Tuesday, January 24, 2012

in which I am nostalgic for the South; thanks a lot, Faulkner

When I went to college in central Arkansas, my friends and acquaintences from Austin all made fun of me. I could, of course, see their point. That I actually chose to spend four years in a small town without a bookstore and in a dry county--especially after having spent my entire reign as a teenager at live shows, indie movie theaters, used bookstores, and vintage shops in a fairly hip city--seemed absurd. And perhaps it was. But I did not hate Arkansas. In fact, I rather liked it. There was an indie movie theater in Little Rock, 25 miles away. Down the street from campus there was a small antique shop with an entire room devoted to reasonably priced vintage clothes--and, bonus, the owner brought her four dogs and three cats to work each day and let them roam through the store! Every now and then a band I liked would hit Memphis or Little Rock, and if I was lucky, a band that I really loved would play in Dallas on a Friday or a Saturday evening so I could roadtrip there and back without class the next day. (Once, I drove to Dallas to see Stars on Halloween with my roommate and one of our friends; we drove back to Conway the same night and returned just a few hours before my first class on November 1st!)

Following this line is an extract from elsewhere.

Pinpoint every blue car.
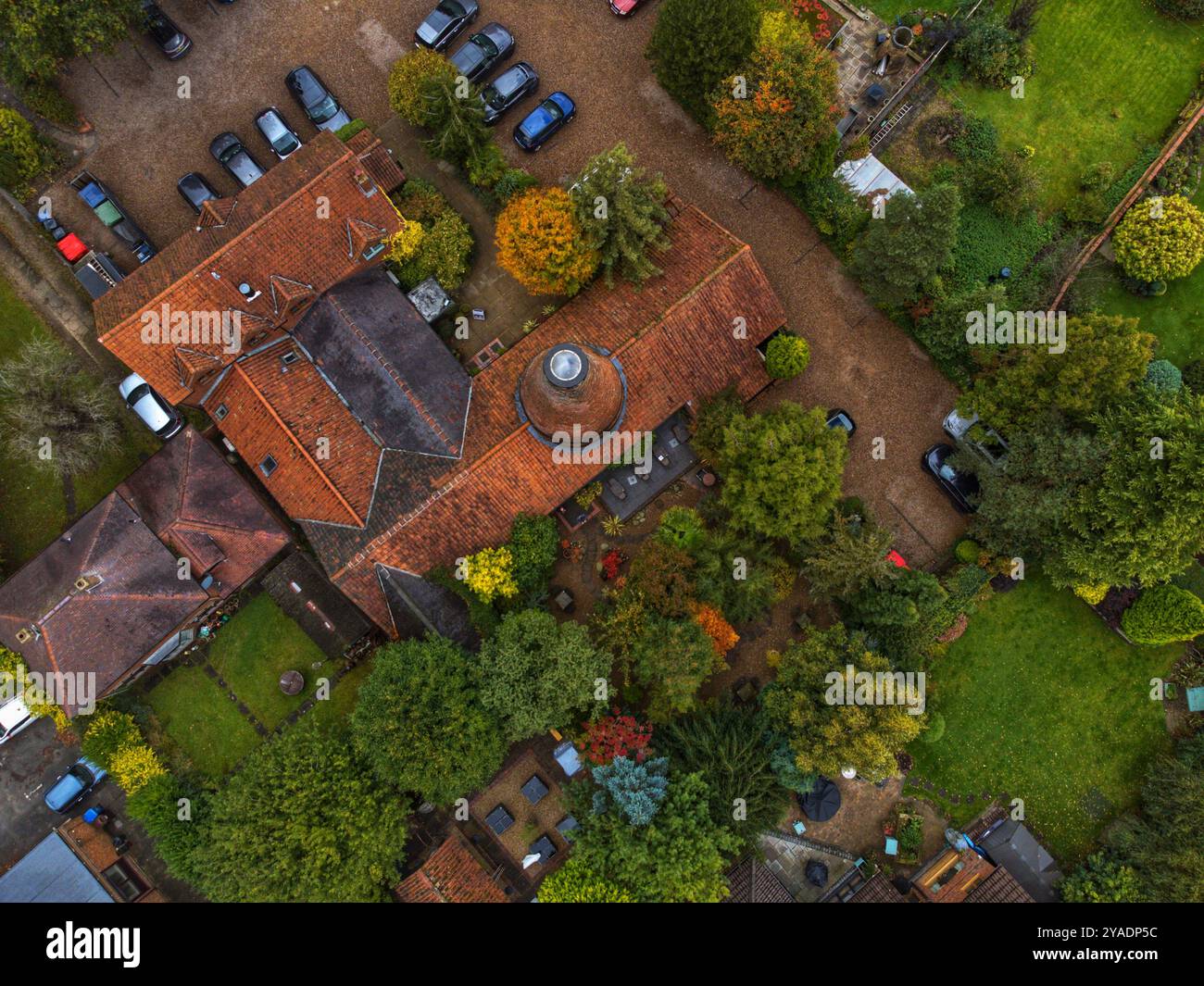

I liked the ceremony of driving into Little Rock for a date night. And there was just something so delightful about walking down to the one local coffeeshop on a Saturday in the spring and working on an essay all day on the patio between vanilla-almond Italian sodas. How about the gluttonous pleasure of eating fried chicken at the fair every May? And the endearing misspellings of the welcome messages on church signs on the side of the road? Sketchy snow cone and taco carts in grocery store parking lots? Puppies being sold out of the backs of pick-up trucks on Saturday mornings at Wal-Mart? The fake Tex-Mex "cheese dip"?

Ah, nostalgia.

I bring this up because I've started reading Absalom, Absalom! for my Plantation Modernisms course this week. William Faulkner always reminds me of the south, and of Arkansas and Hendrix more specifically. I spent so many of my winter and summer holidays defending the South to old acquaintences from high school, and have subsequently felt the need to defend Southern writers to an academia who seems to have forgotten Faulkner and Flannery O'Connor.






boots: gifted Clark's
tights: Sock Dreams
socks: Sock Dreams
dress: thrifted
cardigan: thrifted
beret: Urban Outfitters, old
belt: Ruche

Can I also just come right out and say that this belt is probably one of the smartest wardrobe purchases I made in the entirety of 2011?